Tobacco Road - Erskine Caldwell [73]
Lov’s first thought on seeing the smoking ashes was to remember Jeeter’s prayerful plea about the care he wanted taken of his body when he died. Now it did not matter, because there was very little of it left.
After the coals had cooled, the men went into the ashes and carried out the two bodies and laid them down under the chinaberry tree beside the road. The tree’s green limbs had been scorched, but it was too far away from the house to burn. The other chinaberry trees in the yard had been closer to the house, and they had burned almost as quickly as the house.
Preparations were begun at once to dig the grave. The men found two or three charred and broken-handled shovels and a pick behind the scorched and blistered corn-crib, and asked Lov where he wanted the grave dug. They decided to dig it in the blackjack grove, because if some one did decide to farm the land that year or the following ones, there would be no danger of the grave being plowed up so soon.
The men dug the grave, and carried the remains, stretched out on blackjack poles, to the grove. They were lowered into the ground. Some of the men asked Bessie to say a short prayer before the bodies were covered, but she refused to say anything for Jeeter or Ada. There was nothing, then, left to do but to throw the earth in and smooth the mounds with the back of the shovels.
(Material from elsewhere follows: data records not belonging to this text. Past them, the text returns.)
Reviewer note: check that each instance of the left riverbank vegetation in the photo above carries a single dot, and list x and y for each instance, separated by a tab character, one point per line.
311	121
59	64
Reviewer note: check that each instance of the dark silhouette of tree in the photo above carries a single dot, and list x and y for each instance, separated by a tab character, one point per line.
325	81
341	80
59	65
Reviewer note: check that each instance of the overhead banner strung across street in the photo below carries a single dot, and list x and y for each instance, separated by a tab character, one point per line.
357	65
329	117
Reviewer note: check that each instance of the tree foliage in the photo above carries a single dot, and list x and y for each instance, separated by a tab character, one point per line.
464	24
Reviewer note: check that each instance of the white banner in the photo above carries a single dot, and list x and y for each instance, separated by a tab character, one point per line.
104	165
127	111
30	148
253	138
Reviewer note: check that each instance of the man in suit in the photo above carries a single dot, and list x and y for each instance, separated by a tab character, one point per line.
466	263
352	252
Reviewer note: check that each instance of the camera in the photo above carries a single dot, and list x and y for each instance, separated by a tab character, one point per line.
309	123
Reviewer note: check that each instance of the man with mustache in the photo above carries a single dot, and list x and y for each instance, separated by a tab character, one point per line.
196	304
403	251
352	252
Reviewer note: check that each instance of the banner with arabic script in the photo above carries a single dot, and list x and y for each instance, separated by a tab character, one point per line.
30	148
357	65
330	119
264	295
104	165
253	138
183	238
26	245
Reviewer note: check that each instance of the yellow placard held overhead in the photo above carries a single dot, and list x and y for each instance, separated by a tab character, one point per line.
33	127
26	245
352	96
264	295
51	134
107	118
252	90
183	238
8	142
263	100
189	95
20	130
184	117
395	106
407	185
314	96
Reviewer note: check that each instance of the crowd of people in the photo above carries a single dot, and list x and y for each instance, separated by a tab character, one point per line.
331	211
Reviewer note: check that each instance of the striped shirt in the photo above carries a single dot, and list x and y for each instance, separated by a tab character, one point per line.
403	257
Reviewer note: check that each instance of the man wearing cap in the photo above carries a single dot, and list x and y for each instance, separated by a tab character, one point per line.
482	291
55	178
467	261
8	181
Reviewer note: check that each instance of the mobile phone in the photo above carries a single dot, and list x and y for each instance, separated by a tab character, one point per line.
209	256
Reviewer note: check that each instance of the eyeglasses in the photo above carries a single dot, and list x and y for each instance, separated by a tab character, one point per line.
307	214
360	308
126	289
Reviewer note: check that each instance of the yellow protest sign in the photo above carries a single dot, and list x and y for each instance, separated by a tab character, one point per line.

Most of the farmers hurried back to their homes for breakfast. There was nothing else to be done.
Lov sat down by the lone chinaberry tree and looked at the blackened mass of ashes. Bessie and Dude stayed a while, too; they had to wait on Lov. Ellie May hovered in the distance, looking on, but never coming close enough to be noticed by Lov or the others.
“I reckon old Jeeter had the best thing happen to him,” Lov said. “He was killing himself worrying all the time about the raising of a crop. That was all he wanted in this life—growing cotton was better than anything else to him. There ain’t many more like him left, I reckon. Most of the people now don’t care about nothing except getting a job in a cotton mill somewhere. But can’t all of them work in the mills, and they’ll have to stay here like Jeeter until they get taken away too. There ain’t no sense in them raising crops. They can’t make no money at it, not even a living. If they do make some cotton, somebody comes along and cheats them out of it. It looks like the Lord don’t care about crops being raised no more like He used to, or He would be more helpful to the poor. He could make the rich people lend out their money, and stop holding it up. I can’t figure out how they got hold of all the money in the county, anyhow. Looks like it ought to be spread out among everybody.”
Dude poked around in the ashes looking for whatever he could find. There had been nothing of value in the house; but he liked to dig in the ashes and toss out the twisted tin kitchen dishes and china doorknobs. The charred and crusted iron casters of the wooden beds were there, and nails and screws; almost everything else in the house had been made of wood or cloth.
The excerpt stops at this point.